If it does not scale linearly, then serving 4,000 users costs 1,000 times as much as serving 2,000 users which cost 100 times serving 500 users. This did not scale well. Something went wrong as usage went up; it does not appear predictable and it is not linear.
It means that a particular framework does (or does not) meet the increased demand that more users put on it. If you have an application written in VBScript, it might not do a good job of handling the 40,000,000 users of Facebook, for example.
This blog post explains some of the scalability pains Twitter experienced a year or so ago. It could provide some more insight into the answer to your question.
Sometimes lack of scalability is used to denigrate a language or framework, so watch out for that. Stick to studies that show real metrics. This applies to my VBScript example in the previous paragraph as well.
If a framework or an application scales well, it means that it can handle larger loads. As your site becomes more popular with more visitors and more hits per day, a framework that scales well will handle the larger load the same as it handles a smaller load. A framework that scales well will act the same when it receives 200,000 hits an hour as it does when it gets 1 hit an hour. Not only hits, but being deployed across multiple servers, possibly behind load balancing, possibly with several different database servers. A framework that scales well can handle these increasing demands well.

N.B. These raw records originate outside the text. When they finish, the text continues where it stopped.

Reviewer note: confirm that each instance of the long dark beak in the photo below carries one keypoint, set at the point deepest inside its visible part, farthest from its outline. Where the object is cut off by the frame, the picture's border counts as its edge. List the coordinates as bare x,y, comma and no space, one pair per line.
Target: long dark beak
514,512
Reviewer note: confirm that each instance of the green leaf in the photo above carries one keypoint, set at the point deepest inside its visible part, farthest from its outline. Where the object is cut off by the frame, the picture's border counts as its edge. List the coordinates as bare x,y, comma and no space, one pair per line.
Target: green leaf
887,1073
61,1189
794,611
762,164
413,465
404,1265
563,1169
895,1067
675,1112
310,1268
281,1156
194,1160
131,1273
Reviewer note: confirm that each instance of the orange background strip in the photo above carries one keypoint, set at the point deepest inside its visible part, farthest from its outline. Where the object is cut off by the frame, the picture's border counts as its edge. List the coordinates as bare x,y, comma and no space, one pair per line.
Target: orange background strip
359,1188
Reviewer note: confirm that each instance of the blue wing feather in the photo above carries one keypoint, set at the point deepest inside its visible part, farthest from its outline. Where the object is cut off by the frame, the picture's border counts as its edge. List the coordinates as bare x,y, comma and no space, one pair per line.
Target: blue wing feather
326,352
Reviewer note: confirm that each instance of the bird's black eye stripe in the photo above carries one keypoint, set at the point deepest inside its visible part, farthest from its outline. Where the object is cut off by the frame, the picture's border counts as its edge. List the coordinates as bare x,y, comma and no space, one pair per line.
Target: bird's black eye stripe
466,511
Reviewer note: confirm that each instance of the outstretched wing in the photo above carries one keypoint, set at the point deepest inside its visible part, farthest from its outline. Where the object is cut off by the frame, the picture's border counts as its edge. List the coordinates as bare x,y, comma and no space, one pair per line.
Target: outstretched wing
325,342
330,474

For instance, twitter exploded almost overnight last year. It was developed using Ruby On Rails, and it was hotly featured in the ongoing debate on whether Rails scales well or not.
substitute the phrase "handle expansion" for "scale"
There are a few elements to it in my mind. The first is the obvious one -- performance scaling. Can your framework be used to build hight capacity, high throughput system or can it just be used to build smaller applications. Will it scale vertically on hardware (parallel libraries for example) and will it scale horizontally (web farms, for example).
The second is can it scale to larger teams or the enterprise. That is, does it work well with large code bases? Large development teams? Does it have good tool support? How easy is it to deploy? Can you roll out to tens or hundreds or even thousands of users? All the way down to is it easy to hire people that have this skill. Think of trying to put together a development team of 20 or 50 people that all work on this framework. Would it be easy or next to impossible?
IMHO, saying that a framework "scales well" usually means that someone in the hearsay chain was able to use it to handle lots of volume.
In parallel programming scalability is usually used to describe how an algorithm performs as it is parallelized. An algorithm that has a 1:1 speedup is a rare beast but will double in performance on twice the hardware/cpu, treble on three times the hardware/cpu, etc...
In my experience practically any framework can be made to scale given sufficient expertise.
The easier the framework is to use the greater the chance that a developer with insufficient expertise will run into scalability problems.
It means that some respected company is doing something serious with it and isn't having any problems with it.
Scaling means how easy it is to satisfy more demand by using more hardware.
Example: You have a website written in some language that gets 1000 visits a day. You get featured in some prominent magazin and your number of users grows. Suddenly you have 1000000 visits a day, thats 1000 times as much. If you can just use 1000 more servers to satisfy the grown need of resources, your website scales well. If on the other hand you add 2000 servers but still users can't connect, because your database can only handle 1000 requests per day, than your website does not scale well.